Sunday, July 22, 2012

The DMG, Section by Section, Part 5: Character Abilities and Character Races

Character Abilities

Gary explains what each of the ability scores really means, plus an extra paragraph about exceptional strength. Each ability score, much like hit points, is an abstraction of different things that would be difficult to quantify and would complicate things a lot if dealt with separately. Let's hit what ability scores really mean first:

Strength: physical power, endurance, stamina
Intelligence: mnemonic, reasoning and learning ability, plus book learning
Wisdom: willpower, judgment, wile, enlightenment and intuitiveness
Dexterity: hand-eye coordination, agility, reflex speed, precision, balance and running speed
Constitution: physique, health, resistance (I'm not sure what that means, really) and fitness
Charisma: physical appearance, persuasiveness and personal magnetism

I'll certainly be using Gary's summations the next time I try to explain ability scores!

Gary also discusses real-world correspondences with Intelligence and Strength.
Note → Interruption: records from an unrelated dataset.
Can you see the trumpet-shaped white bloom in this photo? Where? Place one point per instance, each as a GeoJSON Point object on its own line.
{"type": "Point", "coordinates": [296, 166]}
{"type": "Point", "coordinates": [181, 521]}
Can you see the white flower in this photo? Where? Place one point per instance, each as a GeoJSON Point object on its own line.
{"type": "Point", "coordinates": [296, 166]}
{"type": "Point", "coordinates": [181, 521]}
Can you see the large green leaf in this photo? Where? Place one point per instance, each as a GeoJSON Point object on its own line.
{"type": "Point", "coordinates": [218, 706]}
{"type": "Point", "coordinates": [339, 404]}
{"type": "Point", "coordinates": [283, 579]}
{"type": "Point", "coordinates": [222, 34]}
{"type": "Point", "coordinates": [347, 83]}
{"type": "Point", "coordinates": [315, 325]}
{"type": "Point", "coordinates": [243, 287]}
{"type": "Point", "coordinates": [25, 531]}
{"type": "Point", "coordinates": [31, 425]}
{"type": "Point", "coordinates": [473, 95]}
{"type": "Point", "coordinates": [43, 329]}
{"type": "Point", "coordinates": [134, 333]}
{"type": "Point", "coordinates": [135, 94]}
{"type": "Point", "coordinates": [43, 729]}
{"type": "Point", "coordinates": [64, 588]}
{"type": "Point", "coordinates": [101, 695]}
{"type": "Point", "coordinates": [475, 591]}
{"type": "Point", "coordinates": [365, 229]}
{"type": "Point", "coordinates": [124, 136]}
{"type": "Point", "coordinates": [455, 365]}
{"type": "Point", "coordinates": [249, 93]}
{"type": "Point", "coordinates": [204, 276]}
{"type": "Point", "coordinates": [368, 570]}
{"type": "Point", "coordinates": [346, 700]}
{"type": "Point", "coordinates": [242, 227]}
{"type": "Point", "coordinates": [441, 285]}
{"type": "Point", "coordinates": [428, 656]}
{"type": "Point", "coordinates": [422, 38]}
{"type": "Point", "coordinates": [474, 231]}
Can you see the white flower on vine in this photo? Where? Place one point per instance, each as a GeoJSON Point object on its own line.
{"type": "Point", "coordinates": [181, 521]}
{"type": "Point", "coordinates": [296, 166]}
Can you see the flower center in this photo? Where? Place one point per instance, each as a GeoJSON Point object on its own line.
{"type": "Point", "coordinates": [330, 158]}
He states that Intelligence scores are roughly analogous to IQ scores (presumably multiplied by 10) and that someone with a Strength score of 18 can lift his weight (or 180 pounds, whichever is heavier) above his head.

Gary goes on to state that no human/humanoid (and, presumably, demi-human) can lift more than twice its body weight above its head. He then lays out how many additional pounds characters with percentage points above 18 can lift above their heads: one pound for each of the first fifty points, four pounds for the next forty and eight for the last ten. Added all together, the most strength that a character could begin play with, it seems, is enough to lift their body weight plus 290 pounds or twice their body weight, whichever is greater.

Character Races

Gary writes that while players should get to control their characters and determine their personalities, alignment will definitely be a factor they use in this task, and racial characteristics can also be a factor. He goes on to describe the general temperaments of dwarves, elves, gnomes, half-elves, halflings and half-orcs. Each conforms to what, thirty-some years later, is pretty much the standard treatment of these races, difficult to get away from even if you try. Dwarves are "dour and taciturn," half-orcs "are boors," etc. I think the only information that was really new to me was the idea that elves are fascinated by magic to the degree that "if they have a weakness it lies in this desire."